Not everyone feels that way.
The rich have collectively inflated real estate to prices that are far beyond the means of those who serve them supper, take their blood pressure or police their gated subdivisions. The service workers -- professionals and blue-collar alike -- tend to live in adjacent valleys and commute.
There is simmering resentment of the rich.
(Excerpt) Read more at washingtonpost.com ...
I thought this was a funny article because the reporter made so many references to "the rich." He doesn't bother to interview any of them. I'm sure he's perplexed on why "the rich" keep giving their money away to environmental and cultural causes, yet they choose to live in 15,000 sq. ft. homes and be "rich."
OMG MEOW!!!
Can your say "class warfare" and "penny-envy"

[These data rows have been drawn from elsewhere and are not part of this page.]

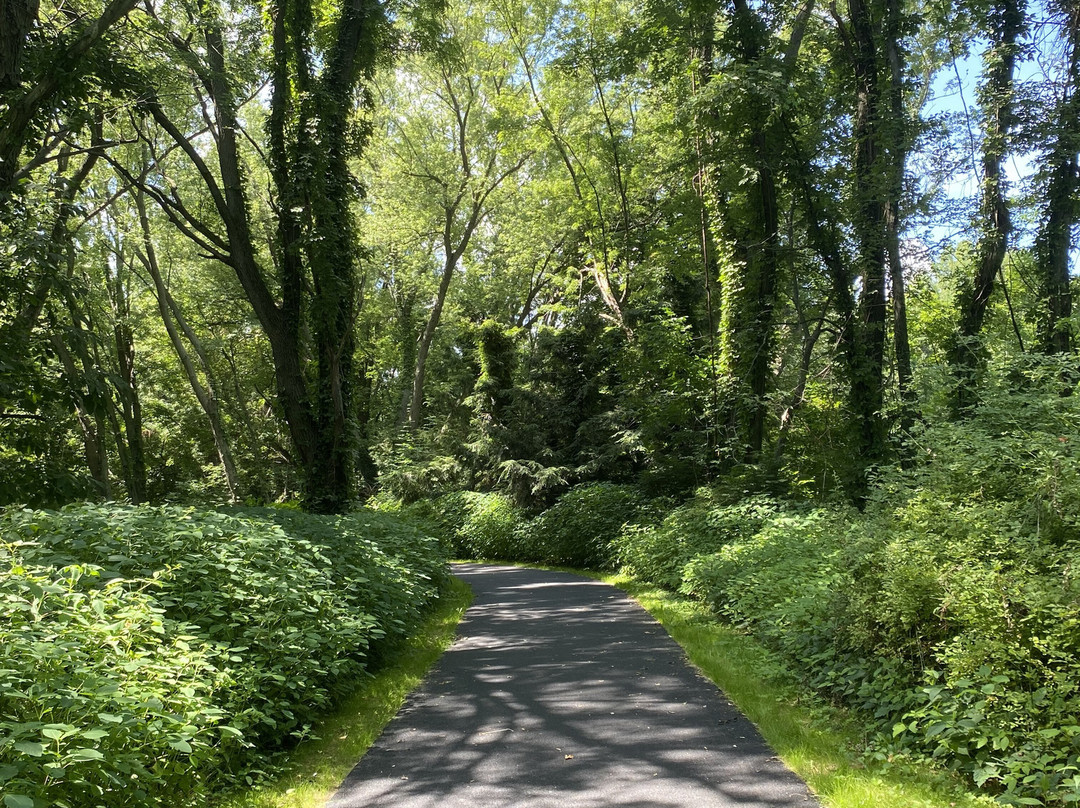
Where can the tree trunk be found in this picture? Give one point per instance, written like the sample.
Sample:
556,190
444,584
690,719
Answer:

If I were 'rich', I'd be doing the same thing. I've always wanted my own county in the the Grand Tetons. :>)
I'm sure all the real estate developers in Aspen and Vail are shaking with anger at all the development going on in Jackson. There should be laws that tell people where the wealthy should live! And those laws should be written by reporters, because they apparently know how people should live their lives. Ask any reporter, they will agree.

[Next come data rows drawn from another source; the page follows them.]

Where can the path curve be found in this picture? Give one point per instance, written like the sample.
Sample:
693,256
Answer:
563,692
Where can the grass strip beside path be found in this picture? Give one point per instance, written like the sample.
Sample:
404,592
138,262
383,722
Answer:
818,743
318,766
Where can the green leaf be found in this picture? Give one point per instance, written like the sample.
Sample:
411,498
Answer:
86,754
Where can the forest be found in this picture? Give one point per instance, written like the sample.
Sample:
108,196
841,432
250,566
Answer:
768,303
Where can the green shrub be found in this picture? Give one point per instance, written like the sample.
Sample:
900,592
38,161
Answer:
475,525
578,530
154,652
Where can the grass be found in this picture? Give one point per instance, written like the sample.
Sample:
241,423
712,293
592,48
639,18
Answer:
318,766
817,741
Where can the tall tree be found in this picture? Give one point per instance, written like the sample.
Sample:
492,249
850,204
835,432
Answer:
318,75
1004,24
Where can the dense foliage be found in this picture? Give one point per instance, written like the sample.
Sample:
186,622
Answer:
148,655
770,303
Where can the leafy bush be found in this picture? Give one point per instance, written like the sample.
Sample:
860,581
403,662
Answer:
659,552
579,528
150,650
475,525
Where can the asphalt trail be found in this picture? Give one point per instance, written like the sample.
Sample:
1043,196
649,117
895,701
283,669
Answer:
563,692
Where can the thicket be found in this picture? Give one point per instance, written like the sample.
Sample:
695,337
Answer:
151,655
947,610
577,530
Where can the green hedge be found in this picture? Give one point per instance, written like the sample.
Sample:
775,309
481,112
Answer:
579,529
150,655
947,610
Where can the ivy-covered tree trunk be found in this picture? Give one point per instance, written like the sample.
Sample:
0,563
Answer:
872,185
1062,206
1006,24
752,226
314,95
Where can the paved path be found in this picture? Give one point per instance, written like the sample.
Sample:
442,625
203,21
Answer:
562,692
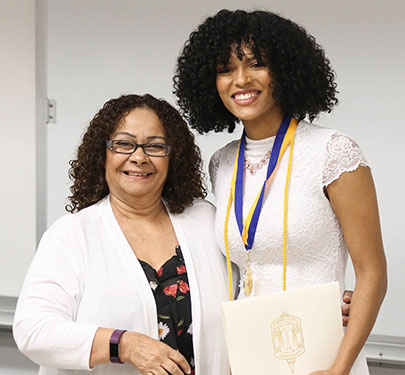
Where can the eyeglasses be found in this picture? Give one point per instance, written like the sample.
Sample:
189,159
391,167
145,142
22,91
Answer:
127,147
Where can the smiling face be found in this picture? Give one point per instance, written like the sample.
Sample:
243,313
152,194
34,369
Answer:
244,86
137,176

terrible thing for the economy of an area when tons of millionaires move in. The indigenous population must be suffering horribly under the oppression of wealthy people who spend money like drunken sailors.
And all the land is being sucked up by "the rich"? The poor people in Wyoming have no place to live?
Pathetic attempt at class warfare.
Always.
"Rich" is a relative word. I am "rich" compared to where I was 30 years ago and "poor" Americans are "rich" by world standards.
I couldn't care less how multi millionaires got their money or how they spend it......It isn't mine
Unless you consider the majority of Americans who are in some way invested in the stock market and have seen the values of their investments grow 50% in the past three years, or the majority of Americans who own their own homes and have seen the values rise dramatically in the past five years. Or there's the fact that personal income across the board is higher than it's ever been.
What world do these morons who consider themselves journalists live in?!
Yes, I was wondering if they were going to define "the rich".
"In an era when the rich are the only income group getting richer"
Same old liberal crap.
Now if a Democrat were President it would be entirely different...
Liberal journalists despise the rich. Unless they are Katie, Matt, Oprah, Cruise, or other leftist freaks.
"Rich" is anyone who has a dollar more than I do, poor is someone with a dollar less. I'm smack in the middle.
Why would I mind if my house went up in value? I thought that was a good thing.
Oh, for the glory days of the Clinton Administration, when only the poor were getting richer. [sighs, right hand moving rapidly]
OK ...
First of all, I can still afford to live there because my fixed costs haven't gone up -- tax rates lag on existing property. I can tell you this because of what I know from experience of having a home in Macon County, NC ... where Highlands and Cashiers have become the ASpen of the East. My property value (land) has, on paper, gone up ten-fold. My dwelling value has doubled. My taxes have gone up $15 in 8 years.
Wealth-in brings money into the economy and a rising tide raises all boats -- at least the ones who care to float higher.
Turn the scenario around -- if poverty was moving into the area, depressing home prices, would THAT be a good thing, because now your home would sell for less? No, of course not.
This whole line of thought is specious at best. Folks who don't want to see the 'rich' or the 'poor' move in around them are just xenophobes, who want the last house built to be theirs.
I know a guy who worked in Aspen and lived in a teepee because he couldn't afford the rent in town and didn't have the time to commute from a more resonably priced place to live.
Grubb, who makes $75,000 a year, lives in a subsidized apartment owned by the town. He said he cannot afford a single-family house anywhere in Jackson Hole and is looking to buy in the town of Alpine, about 45 minutes away
It's nice to be established when the tide rolls in. Could your kids just starting out afford to live in Highlands?